Nachdem ich mir im Zuge meiner neuentdeckten Weihrauchliebe ein Pröbchen Daphne ertauschen konnte, sprühe ich das Objekt meiner Begierde gleich auf und ich bin begeistert.
Nach ganz kurzem und heftigen (30 Sek.) zitrischem Start mit hinzukommender Gewürznote zeigt sich der erste Weihrauch und dann ist auch schon das blumige Herz da. Opulente Jasmin-Tuberose, beide liebe ich. Nach etwa einer Stunde erscheint eine hübsche, dezente kleine Basis: ambrierte Vanille mit einem ab und zu wiederkehrenden Hauch von leicht fruchtiger Süße. Wenn man mit der Nase auf der Haut klebt, lassen sich auch Patchouli und Weihrauch identifizieren, aber wer klebt schon mit seiner Nase am Dekolleté? Mein dritter Testlauf soll mir also Klarheit darüber verschaffen, wie die Wirkung im normalen Gebrauch ist und ob ich den Duft stundenlang riechen möchte.
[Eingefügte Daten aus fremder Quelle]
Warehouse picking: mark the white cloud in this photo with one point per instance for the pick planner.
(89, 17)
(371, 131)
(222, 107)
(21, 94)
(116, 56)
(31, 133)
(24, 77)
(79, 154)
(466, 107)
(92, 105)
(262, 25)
[Exkurs: Miss Guinness sagt zu ihrem Duft: „Dieses ist eine Mischung aus Erinnerungen, … sinnlich und geheimnisvoll, aber zugleich ernsthaft, unkompliziert und ein wenig altmodisch”. Hmm, ein hoher Anspruch, so unterschiedliche Aspekte unter einen Hut zu bringen. Aber Miss Guinness ist ja auch eine bemerkenswerte Frau mit vielen Facetten. Vielleicht nacheinander: es gibt im Leben ja immer Phasen.]

Genauso empfinde ich das Parfum. Es hat verändert sich sehr stark: vom zitrischen Auftakt über 80er-Jahre-Blumenfülle bis zur in den letzten Jahren häufigst gerochenen Basis. Man könnte sagen, es ist abwechslungsreich und überraschend. Böse Zungen würden es „sprunghaft und knapp am unzusammenhängenden Sammelsurium vorbei“ nennen.

Tja, und was soll ich sagen? Es sind Ihre Erinnerungen, Miss Guinness, und zu Ihnen passt der Duft gewiss hervorragend. Er duftet in jeder Phase angenehm und ist auch handwerklich zweifellos sehr gut gemacht. In meine Sammlung wird er es nicht schaffen. Würde ich die Geschichte zu diesem Parfum nicht kennen, würde er sich mir nicht erschließen. Und mit der Geschichte sind mir die vielen Stunden mit der Basis zu belanglos, besonders für den Preis.
Interessant finde ich auch, dass dieser Duft seit 2009 als limitiert geführt wird. Naja, alles ist irgendwie limitiert und das Ende ist sicher, selbst wenn es bis dahin hundert Jahre braucht.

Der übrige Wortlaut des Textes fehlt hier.